I love cycles.  I can’t help it.  I see them in everything around me.  Everything has a rhythm.  In fact, if things did not have inherent change, the human perceptual system is designed to ignore them.  If someone puts their hand on your arm, at first, you notice it. But then, after a few minutes, that initial sensation fades and as long as it remains, without any movement, your brain will more or less ignore it.  If it moves again, the perceptual system will pick it up and start over again.  So it is with cycles, and especially with stock market cycles!  This is because when it changes, it changes your pocketbook; a particularly sensitive perceptual system to say the least (at least for me anyway).  So I spend many hours scheming about how to quantify these things and convert them into cash.

One of the things I love the most about cycles is, they are anticipatory.  By nature, a cycle extends into the future.  This is different than any other form of market analysis, because a cycle is a projection in time.  Most people are not even capable of imagining the stock market in terms of time alone.  They are too busy dealing with the perceptual and sensory issues of price.  For me the time component is where it is at then; it is the component of analysis others ignore and it is the single biggest edge you can have in trading.

For this reason, I have correlated hundreds of cycles to the stock market that are all around us from the pulsing of electrical charges on our ionosphere (a non-linear cycle) to fixed cycles, such as a ten day (half trading month) cycle (a linear cycle).

Stock market cycle analysis becomes very complex due to other factors most people never think about.  For example, the issue having to do with missing data; the stock market is open 6.5 hours a day and is closed on weekends and holidays.  Other factors relate to market participation.  There are substantial changes in volume at various times of day.  Markets that trade over night have thin participation at night, while other times of day have certain seasonal or cyclical patterns themselves.  Volume is higher in the mornings around the open and in the afternoon around the close.  Graphically, the pulsating volume pattern looks like a suspension bridge as these cyclical volume patterns form.

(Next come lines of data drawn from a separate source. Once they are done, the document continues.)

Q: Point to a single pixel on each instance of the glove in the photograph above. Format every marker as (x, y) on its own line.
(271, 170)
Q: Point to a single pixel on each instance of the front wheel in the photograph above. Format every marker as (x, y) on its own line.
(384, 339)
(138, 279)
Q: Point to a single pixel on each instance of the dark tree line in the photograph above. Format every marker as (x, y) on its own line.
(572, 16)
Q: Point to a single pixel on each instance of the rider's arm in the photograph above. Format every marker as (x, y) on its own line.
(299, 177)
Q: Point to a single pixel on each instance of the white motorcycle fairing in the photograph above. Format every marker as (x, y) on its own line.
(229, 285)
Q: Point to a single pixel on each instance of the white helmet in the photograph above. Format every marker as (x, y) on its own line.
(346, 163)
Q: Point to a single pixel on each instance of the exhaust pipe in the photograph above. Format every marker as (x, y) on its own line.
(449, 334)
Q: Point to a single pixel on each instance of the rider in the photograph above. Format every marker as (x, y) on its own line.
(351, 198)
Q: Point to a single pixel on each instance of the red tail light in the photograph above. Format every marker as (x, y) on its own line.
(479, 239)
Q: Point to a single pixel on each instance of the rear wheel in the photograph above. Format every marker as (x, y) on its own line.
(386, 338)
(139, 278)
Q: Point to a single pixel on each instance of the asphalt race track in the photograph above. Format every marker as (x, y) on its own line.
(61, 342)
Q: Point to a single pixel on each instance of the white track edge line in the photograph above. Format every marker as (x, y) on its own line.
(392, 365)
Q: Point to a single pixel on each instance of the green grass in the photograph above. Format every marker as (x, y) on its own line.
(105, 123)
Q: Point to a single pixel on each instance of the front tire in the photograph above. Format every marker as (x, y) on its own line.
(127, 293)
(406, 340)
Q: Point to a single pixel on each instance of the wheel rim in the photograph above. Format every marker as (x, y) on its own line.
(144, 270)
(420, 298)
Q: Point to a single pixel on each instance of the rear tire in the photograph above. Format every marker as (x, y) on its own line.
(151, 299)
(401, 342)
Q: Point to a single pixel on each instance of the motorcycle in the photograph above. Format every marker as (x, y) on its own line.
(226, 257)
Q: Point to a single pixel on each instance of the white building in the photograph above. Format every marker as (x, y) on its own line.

A market may have multiple component cycles running at any given time.  For example, by doing cycle analysis, there may be waves that are 10, 14, 19, and 23 etc. periods in length occurring in the data (see the image below depicting these values in a Fast Fourier Transform of the S&P 500 — FFT).  When you add all these component sine waves together, it gives you a wave very similar to the market.  From there, you can use these cyclical components to project the next wave.

These time cycles may or may not give you information about the component amplitude (or variation in price).  In other words, it may give you good projections in time, but without regard to highs and lows.  Because of this, various waves may project a high or low, but it may be higher or lower than another wave. This is one of the toughest areas of cycle analysis; projecting price levels or relative amplitudes; a topic which is beyond the scope of this article.

When doing FFT analysis over time, some component waves appear over and over again when doing analysis, and others are less significant and don’t appear frequently.  The idea is to find the ones that are more or less constant and ignore the others.  There are also statistical tests you can do to try to determine if the component waves have a “significant” impact on the target wave (the traded market).   One example of this is the Chi Square test for statistical significance.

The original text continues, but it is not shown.